Hubo demoras, pleitos, cambios de parecer. Llegó a pensarse en desistir del viaje. Mi madre confiaba en que un milagro nos evitaría el dolor de abandonar la tierra donde había nacido toda nuestra gente, desde el tatarabuelo.

–Por lo que veo, el milagro no se dio.

–-Tuvimos que resignarnos a emprender el viaje. Mi madre vino con la ilusión de que tuviéramos escuela; mi padre con la esperanza de encontrar un trabajo, reunir dinero, mudarnos a San Luis y luego dedicarse a la compra y venta de semillas.

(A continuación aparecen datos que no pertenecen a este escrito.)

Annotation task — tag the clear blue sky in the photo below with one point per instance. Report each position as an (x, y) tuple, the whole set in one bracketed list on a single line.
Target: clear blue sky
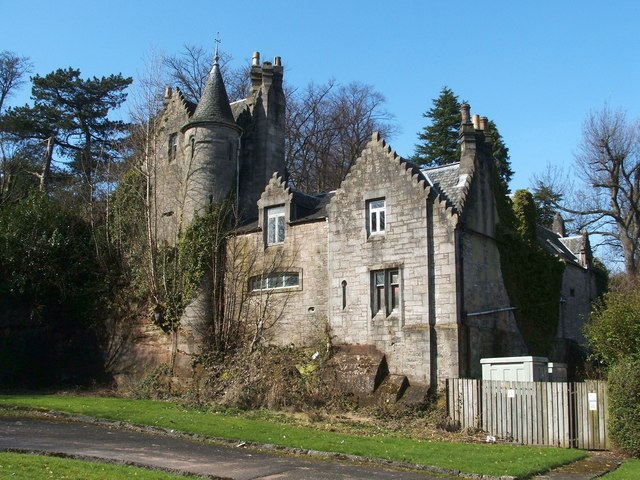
[(535, 68)]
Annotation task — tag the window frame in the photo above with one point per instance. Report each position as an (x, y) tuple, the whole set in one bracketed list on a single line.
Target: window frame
[(280, 281), (376, 216), (275, 213), (386, 291), (172, 149)]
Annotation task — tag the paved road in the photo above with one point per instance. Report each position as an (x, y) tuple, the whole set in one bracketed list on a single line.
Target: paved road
[(161, 451)]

–¿Quién se quedó en su casa?

–Julia y Severa –dos mujeres que desde niñas vivían con nosotros: ayudaban en los quehaceres, pero eran vistas como de la familia– y el tío Pioquinto. Como a él nadie le dijo que no estaba incluido entre los viajeros, metió en una caja todas sus cosas: ropa vieja, un montón de estampitas y rosarios, un balero, una lámpara sorda y organillo de boca que acostumbraba tocar por las noches. La tonada era siempre la misma y muy triste. Cuando se interrumpía, escuchábamos un discurso caótico salpicado de risas y gemidos.

–¿Su tío estaba enfermo?

–Sí, de sus facultades mentales. En esas condiciones, qué necesidad había de traerlo a la ciudad e imponerle un cambio de vida que si para nosotros iba a ser difícil, para él mucho más: un tormento. Lo mejor era que permaneciera en el pueblo, entre gente conocida y acompañado por Julia y Severa. Las dos entendían muy bien su media lengua, eran pacientes y, sobrecariñosas con él.

–Leonor: ¿en qué momento le dijeron que no viajaría con ustedes?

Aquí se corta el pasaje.